Dodał, że w tym przypadku nic takiego nie było.
Raport Millera
Katastrofę smoleńską z 10 kwietnia 2010 r. badała - niezależnie od śledztwa polskiej prokuratury i od wyjaśniania przez stronę rosyjską - Komisja Badania Wypadków Lotniczych Lotnictwa Państwowego (KBWLLP), na której czele stanął ówczesny szef MSWiA Jerzy Miller. W lipcu 2011 r. przedstawiła ona raport, w którym napisała, że przyczyną katastrofy było zejście poniżej minimalnej wysokości zniżania, przy nadmiernej prędkości opadania, w warunkach atmosferycznych uniemożliwiających wzrokowy kontakt z ziemią i spóźnione rozpoczęcie procedury odejścia na drugi krąg.
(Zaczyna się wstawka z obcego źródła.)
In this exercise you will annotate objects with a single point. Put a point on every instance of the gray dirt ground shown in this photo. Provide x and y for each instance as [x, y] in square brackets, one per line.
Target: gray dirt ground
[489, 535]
Doprowadziło to do zderzenia z brzozą, oderwania fragmentu lewego skrzydła wraz z lotką, a w konsekwencji do utraty sterowności samolotu i zderzenia z ziemią. Członkowie komisji podkreślali, że ani rejestratory dźwięku, ani parametrów lotu nie potwierdzają tezy o wybuchu na pokładzie samolotu, która była podnoszona przez parlamentarny zespół smoleński kierowany przez Macierewicza.